On Mallya, he says: “He is a nice likeable guy, and a good friend. He’s flamboyant and made mistakes. The film exaggerates my dislike for him.” (In the film, Surya turns down an offer made by a flashy character who embodies Mallya and even calls him an imbecile). However, Gopinath claims the merger helped his investors make a lot of money.
But, why does India still not have a viable low-cost airline? Gopinath replies, “Technically, that may be right. But the concept of low-cost fares lives on today. After Air Deccan started the ₹1 pricing to break the class barrier, it was meant to trigger a consumer shift in behaviour. And create a tectonic shift away from trains. We have achieved that. If you book early enough today, you can get a ticket to Delhi for ₹4,500 to ₹5,000 from Chennai or Bengaluru. Earlier, every ticket was priced at nothing less than ₹12,500 to ₹13,000.”
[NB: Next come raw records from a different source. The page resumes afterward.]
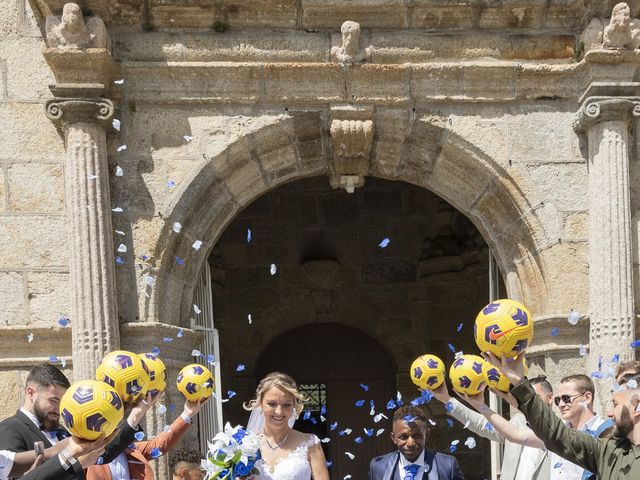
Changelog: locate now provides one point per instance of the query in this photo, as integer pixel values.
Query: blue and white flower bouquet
(233, 454)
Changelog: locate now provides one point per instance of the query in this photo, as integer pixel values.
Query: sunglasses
(567, 399)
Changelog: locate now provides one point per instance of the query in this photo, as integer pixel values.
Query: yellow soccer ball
(504, 328)
(466, 374)
(90, 409)
(157, 373)
(195, 382)
(427, 372)
(125, 372)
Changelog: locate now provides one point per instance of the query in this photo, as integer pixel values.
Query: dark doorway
(336, 362)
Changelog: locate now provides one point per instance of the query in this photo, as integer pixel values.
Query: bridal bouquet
(233, 454)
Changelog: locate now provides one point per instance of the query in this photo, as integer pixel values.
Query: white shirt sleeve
(6, 463)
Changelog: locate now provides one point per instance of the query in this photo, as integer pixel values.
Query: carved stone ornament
(603, 109)
(350, 52)
(352, 139)
(64, 111)
(622, 32)
(73, 31)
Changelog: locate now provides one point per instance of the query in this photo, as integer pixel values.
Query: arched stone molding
(501, 202)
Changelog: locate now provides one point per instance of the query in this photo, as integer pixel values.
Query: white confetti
(574, 317)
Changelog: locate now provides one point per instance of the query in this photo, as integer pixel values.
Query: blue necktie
(411, 471)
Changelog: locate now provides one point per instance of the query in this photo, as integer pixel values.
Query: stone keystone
(352, 141)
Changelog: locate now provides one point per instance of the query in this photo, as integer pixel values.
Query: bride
(287, 454)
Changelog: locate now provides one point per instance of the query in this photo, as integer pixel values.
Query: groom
(412, 461)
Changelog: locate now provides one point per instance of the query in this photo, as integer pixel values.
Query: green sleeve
(576, 446)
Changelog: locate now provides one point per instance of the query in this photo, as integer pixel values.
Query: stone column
(91, 260)
(606, 122)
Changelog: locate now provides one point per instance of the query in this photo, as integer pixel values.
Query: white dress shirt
(404, 462)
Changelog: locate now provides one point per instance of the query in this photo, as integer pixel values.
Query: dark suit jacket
(18, 434)
(439, 467)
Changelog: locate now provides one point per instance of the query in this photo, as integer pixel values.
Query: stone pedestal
(606, 121)
(91, 260)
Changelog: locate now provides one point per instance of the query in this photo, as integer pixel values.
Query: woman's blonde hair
(282, 381)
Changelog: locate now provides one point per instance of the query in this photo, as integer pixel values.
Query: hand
(513, 369)
(191, 409)
(141, 408)
(442, 393)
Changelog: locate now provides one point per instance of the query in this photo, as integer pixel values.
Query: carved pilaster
(605, 120)
(352, 139)
(91, 260)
He disagrees that airlines in India are losing money and folding up. “Before the COVID-19 pandemic, Indigo, which runs a good operation, was making a profit. It may not be an ultra-low cost model but they have shown it is possible for an airline to make money. It is not easy to build an airline with 250 aircraft. But, they have huge cash reserves of ₹15,000 crore, and a market cap at ₹50,000 crore,” he says.
Gopinath’s second attempt to revive Air Deccan under the government’s UDAN (Ude Desh ka Aam Naagrik) scheme, has also come a cropper after COVID. They were in partnership with companies in Gujarat and Orissa but it has been difficult to restart after government shut down the services, he admits.
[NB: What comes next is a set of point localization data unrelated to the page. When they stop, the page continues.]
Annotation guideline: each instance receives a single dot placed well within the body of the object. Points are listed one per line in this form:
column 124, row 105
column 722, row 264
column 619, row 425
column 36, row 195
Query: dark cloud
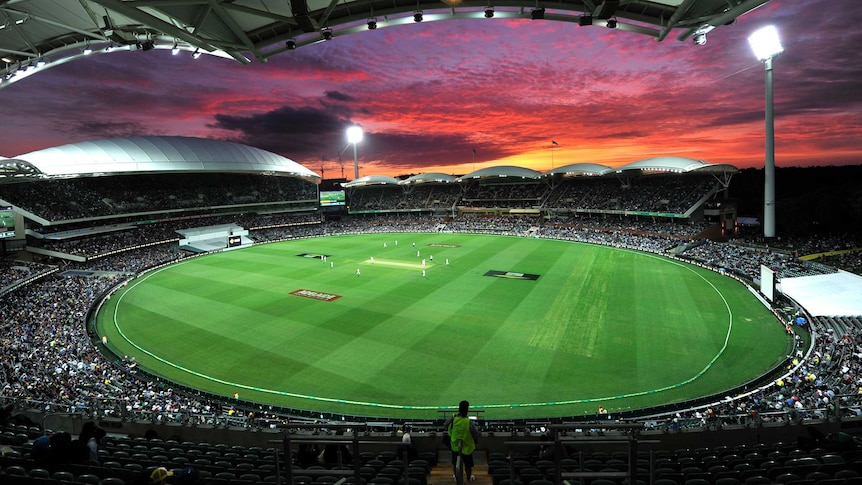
column 88, row 130
column 298, row 133
column 338, row 96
“The smaller the aircraft, the higher is the cost of operation per seat, and if you get bigger aircraft, you need more passengers and bigger airports,” he says, acknowledging that a viable, regional air connectivity model does not seem feasible right now. His Deccan Charters air taxi venture, however, continues to be active.
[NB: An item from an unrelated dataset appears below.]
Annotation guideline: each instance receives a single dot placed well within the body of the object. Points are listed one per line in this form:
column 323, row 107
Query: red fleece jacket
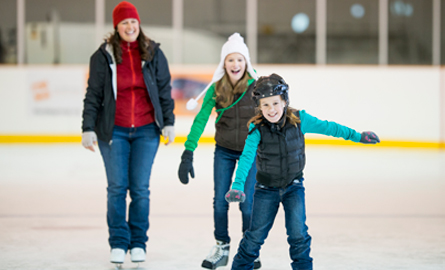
column 133, row 104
Before he had rolled out his airline, he had fought in the 1971 Bangladesh war. Also, Gopinath was highly successful in sericulture farming, winning the Rolex award; has run an agricultural consultancy and even a Udupi Hotel!
He had started a helicopter company before Air Deccan. “This is not in the film which is good enough that it shows my roller-coaster ride of not giving up, he says.
On the question of the identity of an insecure airline owner, played by Paresh Rawal, who troubles Surya (Gopinath’s character) to the extent of even tampering with his aircraft, he refuses to comment.
He says, “In my book, I clearly mention who my competitors were and the politicians around at that time. (The only private airlines operating that time were Naresh Goyal’s Jet Airways and Sahara.) Largely, there were forces opposing me and the incidents may not have happened like in the film. But almost like a scene in the film, one of our aircraft coming from France was sent back midway to delay our launch.”
Gopinath has also dabbled in politics and stood for elections. However, he says, it requires a certain mental make-up and a different kind of obsession which he did not have.
Will Air Deccan fly again? “Never say never, the dream is still there,” says this irrepressible serial entrepreneur.